Internship Opens Field of Opportunities
In a world of dinosaur bones, mummies, and ancient artifacts from around the globe, media producer Emily Ward ’09 works with her team at Chicago’s Field Museum to produce informational videos for various exhibits. The museum attracts thousands of visitors viewing its collections of millions of specimens.
For a while during her Trinity education, Ward was “running two tracks.” She loved the study of mathematics but began working with video production and discovered not only a love, but a talent, for the medium during a Trinity Interim trip to Nicaragua.
The trip fed both her ever-present desire to travel and her interest in visual storytelling. Along with fellow Trinity student Jordan Huenink ’07, Ward created a video about the Nehemiah Center, a trans-denominational ministry and community development effort of Nicaraguan leaders and North American missionaries.
Ward later returned to the country and to the Center during Trinity’s Semester in Nicaragua. Students participating in the program are provided with an internship at the Nehemiah Center and live with host families, as they immerse themselves in a new culture. As part of her experiential learning, Ward produced yet another video, this time pursuing the answer to a question she had begun to ask herself each morning.
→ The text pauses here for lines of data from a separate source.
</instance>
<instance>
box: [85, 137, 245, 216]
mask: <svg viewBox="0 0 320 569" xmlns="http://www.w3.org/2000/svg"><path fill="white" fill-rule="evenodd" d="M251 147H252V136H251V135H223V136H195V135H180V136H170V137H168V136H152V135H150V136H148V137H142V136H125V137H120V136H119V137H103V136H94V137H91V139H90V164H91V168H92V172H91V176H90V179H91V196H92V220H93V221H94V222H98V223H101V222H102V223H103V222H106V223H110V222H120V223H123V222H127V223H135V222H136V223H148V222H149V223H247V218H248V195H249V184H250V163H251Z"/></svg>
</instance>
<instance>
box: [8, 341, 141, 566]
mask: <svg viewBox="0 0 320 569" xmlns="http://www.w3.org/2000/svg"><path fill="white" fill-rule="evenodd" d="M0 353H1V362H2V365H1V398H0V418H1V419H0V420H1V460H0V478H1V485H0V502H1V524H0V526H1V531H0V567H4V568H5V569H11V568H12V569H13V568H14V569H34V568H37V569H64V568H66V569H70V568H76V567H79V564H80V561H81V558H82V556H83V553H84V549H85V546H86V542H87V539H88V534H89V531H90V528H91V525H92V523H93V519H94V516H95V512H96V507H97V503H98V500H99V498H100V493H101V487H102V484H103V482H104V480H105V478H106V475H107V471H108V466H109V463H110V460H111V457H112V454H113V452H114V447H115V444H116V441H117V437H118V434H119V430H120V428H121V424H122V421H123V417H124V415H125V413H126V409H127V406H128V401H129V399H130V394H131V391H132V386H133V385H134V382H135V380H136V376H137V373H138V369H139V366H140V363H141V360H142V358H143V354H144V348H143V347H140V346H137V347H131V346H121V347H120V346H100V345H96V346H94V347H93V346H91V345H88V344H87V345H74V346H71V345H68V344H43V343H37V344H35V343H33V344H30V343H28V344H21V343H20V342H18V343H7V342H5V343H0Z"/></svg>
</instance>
Being a socially conscious college student, Ward wondered where her coffee came from, besides the local grocery or corner coffeehouse. “I wanted to know whose hands were laboring for my morning cup of coffee,” she explains in her documentary Harvest: the journey to a small coffee farm, in which Ward explores first-hand the meaning of “fair trade” in the coffee industry.
An internship with Cultivate Studios, followed by her next semester program at Trinity, kept Ward a little closer to home as she took advantage of the College’s proximity to Chicago and enrolled in Chicago Semester.
The experience also opened the door for her to work at the Field Museum where Ward interned as part of her semester education. After graduation, she continued working as a summer intern at the museum and was eventually hired full time.